Curr Opin Neurol. 2004 Jun;17(3):247-55
Pluchino S, Furlan R, Martino G.
Neuroimmunology Unit - Department of Biotechnology (DIBIT) and Department of Neurology and Neurophysiology, San Raffaele Scientific Institute, Milan, Italy.
PURPOSE OF REVIEW:
Spontaneous remyelination occurs in the central nervous system of patients with multiple sclerosis.
However, this process is not robust enough to promote a functional and stable recovery of the myelin architecture.
The development of cell-based therapies, aimed at promoting multifocal remyelination, is therefore foreseen.

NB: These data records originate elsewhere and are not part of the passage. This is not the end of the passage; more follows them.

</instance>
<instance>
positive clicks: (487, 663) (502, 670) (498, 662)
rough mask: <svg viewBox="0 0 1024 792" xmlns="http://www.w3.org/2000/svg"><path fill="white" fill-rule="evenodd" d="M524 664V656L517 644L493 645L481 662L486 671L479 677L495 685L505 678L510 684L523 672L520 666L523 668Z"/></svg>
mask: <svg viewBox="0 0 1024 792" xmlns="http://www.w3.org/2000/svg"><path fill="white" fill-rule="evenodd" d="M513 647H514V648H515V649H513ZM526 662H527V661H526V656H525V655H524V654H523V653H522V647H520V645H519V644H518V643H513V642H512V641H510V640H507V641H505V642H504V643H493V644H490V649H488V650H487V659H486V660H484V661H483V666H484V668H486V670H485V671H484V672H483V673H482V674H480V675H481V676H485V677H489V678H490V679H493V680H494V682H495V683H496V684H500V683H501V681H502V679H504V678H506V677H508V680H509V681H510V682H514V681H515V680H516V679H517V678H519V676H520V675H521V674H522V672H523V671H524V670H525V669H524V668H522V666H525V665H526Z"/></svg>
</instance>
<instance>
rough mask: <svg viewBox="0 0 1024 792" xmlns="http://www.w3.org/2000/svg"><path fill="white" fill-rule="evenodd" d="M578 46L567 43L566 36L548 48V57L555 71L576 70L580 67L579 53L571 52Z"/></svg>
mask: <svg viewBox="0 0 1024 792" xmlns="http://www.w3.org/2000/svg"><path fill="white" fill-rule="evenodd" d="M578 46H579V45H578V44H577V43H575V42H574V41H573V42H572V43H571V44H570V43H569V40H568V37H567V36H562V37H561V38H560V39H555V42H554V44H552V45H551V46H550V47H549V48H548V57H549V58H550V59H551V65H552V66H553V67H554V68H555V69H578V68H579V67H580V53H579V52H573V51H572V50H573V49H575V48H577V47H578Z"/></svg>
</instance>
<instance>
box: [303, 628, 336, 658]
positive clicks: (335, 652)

Several experimental cell-based strategies aimed at replacing damaged myelin-forming cells have been developed in the last few years.
However, most of these therapeutic approaches - although consistently able to form new myelin sheaths at the transplantation site - are unfeasible owing to the mutifocality of the demyelinating process in multiple sclerosis patients and the inability to grow and produce large numbers of differentiated myelin-forming cells in vitro.

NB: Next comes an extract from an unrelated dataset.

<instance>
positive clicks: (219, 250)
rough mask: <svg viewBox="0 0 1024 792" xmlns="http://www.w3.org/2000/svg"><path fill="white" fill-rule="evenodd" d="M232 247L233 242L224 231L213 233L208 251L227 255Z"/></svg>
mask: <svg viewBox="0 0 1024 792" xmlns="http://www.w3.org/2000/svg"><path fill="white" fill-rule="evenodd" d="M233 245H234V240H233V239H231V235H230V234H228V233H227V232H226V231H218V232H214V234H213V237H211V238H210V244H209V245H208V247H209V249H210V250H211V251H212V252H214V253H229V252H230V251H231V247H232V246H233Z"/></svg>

Stem cell-based therapies that partially overcome these limitations have been proposed recently.
Stem cell-based remyelinating therapies can be considered a plausible alternative strategy in immune-mediated demyelinating disorders.
However, before any potential applications in patients with multiple sclerosis can be envisaged, it is necessary to confront the following preliminary, and still unsolved, questions:
(1) the ideal stem cell source for transplantation;
(2) the most appropriate route of stem cell administration; and, last but not least,
(3) the best approach for achieving an appropriate, functional and long-lasting integration of transplanted stem cells into the host tissue.